Nacido en una familia de banqueros emparentada con la nobleza italiana. Hilaire Germain Edgar Degas abandonó la carrera de Derecho para dedicare al arte, y, en 1855, ingresó en el taller de Louis Lamothe, discípulo de Ingres y de Flandrin. Vive en Italia, entre 1856 y 1858; de nuevo en París, pinta temas históricos y, más adelante, retratos. Hacia 1868, frecuenta en el Café Guerbois la tertulia que preside Manet, y allí conoce a Renoir, Pissarro, Monet y Sisley, entre otros. Movilizado en la guerra franco-prusiano (1870), sufre una lesión en la vista.
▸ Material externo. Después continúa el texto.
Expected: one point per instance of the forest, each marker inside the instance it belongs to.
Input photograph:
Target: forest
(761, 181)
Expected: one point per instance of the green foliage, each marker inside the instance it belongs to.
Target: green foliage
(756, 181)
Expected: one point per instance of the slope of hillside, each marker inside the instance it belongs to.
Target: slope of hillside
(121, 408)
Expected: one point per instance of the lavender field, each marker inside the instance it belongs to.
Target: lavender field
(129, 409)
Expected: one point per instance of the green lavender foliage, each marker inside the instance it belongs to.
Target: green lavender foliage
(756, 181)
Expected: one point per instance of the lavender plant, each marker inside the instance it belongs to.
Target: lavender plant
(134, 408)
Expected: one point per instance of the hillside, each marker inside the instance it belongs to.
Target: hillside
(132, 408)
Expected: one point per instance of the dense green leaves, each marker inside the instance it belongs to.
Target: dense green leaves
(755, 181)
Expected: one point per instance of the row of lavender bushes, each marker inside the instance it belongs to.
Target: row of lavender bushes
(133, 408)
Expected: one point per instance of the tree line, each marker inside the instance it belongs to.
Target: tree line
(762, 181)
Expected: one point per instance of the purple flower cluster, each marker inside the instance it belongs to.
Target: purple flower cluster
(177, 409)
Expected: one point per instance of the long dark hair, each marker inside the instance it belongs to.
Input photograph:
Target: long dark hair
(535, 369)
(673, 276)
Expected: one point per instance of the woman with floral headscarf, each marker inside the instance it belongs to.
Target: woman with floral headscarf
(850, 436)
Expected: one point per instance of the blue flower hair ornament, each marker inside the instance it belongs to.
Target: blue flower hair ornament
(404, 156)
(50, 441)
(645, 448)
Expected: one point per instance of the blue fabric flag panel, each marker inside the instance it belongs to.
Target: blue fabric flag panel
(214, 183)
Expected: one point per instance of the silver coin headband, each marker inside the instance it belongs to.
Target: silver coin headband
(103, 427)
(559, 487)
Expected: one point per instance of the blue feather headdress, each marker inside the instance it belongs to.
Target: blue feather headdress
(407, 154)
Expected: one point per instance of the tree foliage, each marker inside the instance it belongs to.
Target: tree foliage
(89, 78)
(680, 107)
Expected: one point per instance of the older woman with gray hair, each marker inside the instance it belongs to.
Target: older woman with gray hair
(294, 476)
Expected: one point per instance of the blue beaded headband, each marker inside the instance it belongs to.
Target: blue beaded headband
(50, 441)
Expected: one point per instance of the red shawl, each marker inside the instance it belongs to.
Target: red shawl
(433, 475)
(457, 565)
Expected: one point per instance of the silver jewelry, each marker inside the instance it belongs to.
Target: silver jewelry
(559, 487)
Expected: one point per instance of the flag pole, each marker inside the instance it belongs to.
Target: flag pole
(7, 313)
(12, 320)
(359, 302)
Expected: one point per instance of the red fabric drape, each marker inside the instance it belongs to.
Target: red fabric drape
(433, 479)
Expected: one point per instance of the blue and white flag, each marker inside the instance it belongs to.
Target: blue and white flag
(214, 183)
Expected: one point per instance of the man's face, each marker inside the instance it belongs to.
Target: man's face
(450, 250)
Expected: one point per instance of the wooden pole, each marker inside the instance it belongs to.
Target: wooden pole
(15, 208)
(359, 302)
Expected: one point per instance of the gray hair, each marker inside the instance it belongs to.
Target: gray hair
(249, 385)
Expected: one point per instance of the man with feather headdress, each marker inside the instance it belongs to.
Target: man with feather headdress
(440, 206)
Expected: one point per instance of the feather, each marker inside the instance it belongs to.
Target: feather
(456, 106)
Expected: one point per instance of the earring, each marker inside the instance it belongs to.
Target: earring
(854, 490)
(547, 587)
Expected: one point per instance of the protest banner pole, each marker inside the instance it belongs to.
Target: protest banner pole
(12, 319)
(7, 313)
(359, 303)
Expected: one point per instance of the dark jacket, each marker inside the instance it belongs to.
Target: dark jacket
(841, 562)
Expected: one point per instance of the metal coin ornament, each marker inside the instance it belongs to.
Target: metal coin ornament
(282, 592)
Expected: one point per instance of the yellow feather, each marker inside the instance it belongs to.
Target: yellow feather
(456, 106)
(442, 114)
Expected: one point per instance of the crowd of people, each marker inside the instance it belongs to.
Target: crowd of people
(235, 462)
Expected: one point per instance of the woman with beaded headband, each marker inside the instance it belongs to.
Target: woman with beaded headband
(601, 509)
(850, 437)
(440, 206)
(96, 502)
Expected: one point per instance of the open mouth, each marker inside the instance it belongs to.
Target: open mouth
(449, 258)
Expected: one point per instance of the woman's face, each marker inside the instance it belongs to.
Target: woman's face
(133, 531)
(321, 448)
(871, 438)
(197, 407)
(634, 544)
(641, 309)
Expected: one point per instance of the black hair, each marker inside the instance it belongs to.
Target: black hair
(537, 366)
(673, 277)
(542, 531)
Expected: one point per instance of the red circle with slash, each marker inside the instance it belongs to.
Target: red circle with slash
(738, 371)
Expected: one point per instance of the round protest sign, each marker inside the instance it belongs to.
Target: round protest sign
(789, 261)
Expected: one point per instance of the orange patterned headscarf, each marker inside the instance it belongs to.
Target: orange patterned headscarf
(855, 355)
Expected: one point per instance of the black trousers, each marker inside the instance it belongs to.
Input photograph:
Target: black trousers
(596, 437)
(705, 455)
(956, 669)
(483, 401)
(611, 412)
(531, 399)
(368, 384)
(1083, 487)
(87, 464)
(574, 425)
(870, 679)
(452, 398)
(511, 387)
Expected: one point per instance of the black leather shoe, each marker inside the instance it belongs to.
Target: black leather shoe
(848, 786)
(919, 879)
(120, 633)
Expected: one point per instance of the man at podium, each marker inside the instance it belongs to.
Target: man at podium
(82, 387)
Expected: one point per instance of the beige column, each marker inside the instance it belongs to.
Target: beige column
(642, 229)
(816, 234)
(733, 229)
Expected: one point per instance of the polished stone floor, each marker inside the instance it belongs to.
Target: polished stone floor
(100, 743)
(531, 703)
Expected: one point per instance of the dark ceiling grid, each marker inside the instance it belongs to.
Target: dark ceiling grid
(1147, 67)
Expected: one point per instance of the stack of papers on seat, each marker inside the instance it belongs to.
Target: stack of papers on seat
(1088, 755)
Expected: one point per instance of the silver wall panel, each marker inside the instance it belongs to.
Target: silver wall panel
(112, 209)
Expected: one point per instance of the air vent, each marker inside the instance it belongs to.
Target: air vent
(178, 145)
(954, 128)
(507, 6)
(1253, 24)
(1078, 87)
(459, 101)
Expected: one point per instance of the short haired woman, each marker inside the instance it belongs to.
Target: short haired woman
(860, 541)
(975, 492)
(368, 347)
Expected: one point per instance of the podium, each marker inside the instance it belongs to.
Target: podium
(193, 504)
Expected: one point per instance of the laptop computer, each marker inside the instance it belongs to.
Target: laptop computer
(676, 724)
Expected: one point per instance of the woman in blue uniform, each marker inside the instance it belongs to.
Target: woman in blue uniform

Visita Nueva Orleans, en los Estados Unidos (1872) y participa desde sus comienzos (1874) del movimiento impresionista y de la mayoría de sus exposiciones, aun la última (1886). Degas halló su veta en la observación de la vida moderna en la ópera, la danza, el teatro, el hipódromo, el café. Murió casi inválido y al borde de la ceguera. Edgar Degas elaboraba cantidad de estudios previos, y concluía la obra en el taller. Para investigar el movimiento y captar la fugacidad del instante, aborda al mundo de la danza. Bailarinas en clases, ensayos y representaciones, le permiten, además, plantear como mirada furtiva a la del espectador de sus telas, asomado así al revés de la trama. Como en Amarillo y rosa, es habitual la visión desde arriba. Medainte el empleo de un novedoso ángulo, de efecto teatral, proyecta al contemplador dentro del escenario. Las figuras ocupan casi todo el plano; el color se vuelve intenso, acentuado por el brillo de las candilejas. El gran tamaño del soporte, poco usual en esta técnica y temática, pero también en la obra del artista, le ofrece la posibilidad de manejar el trazo del pastel con vehemencia y libertad, lo que dinamiza la superficie. La declinación de la vista de Degas torna más imprecisos los detalles y más potente el cromatismo.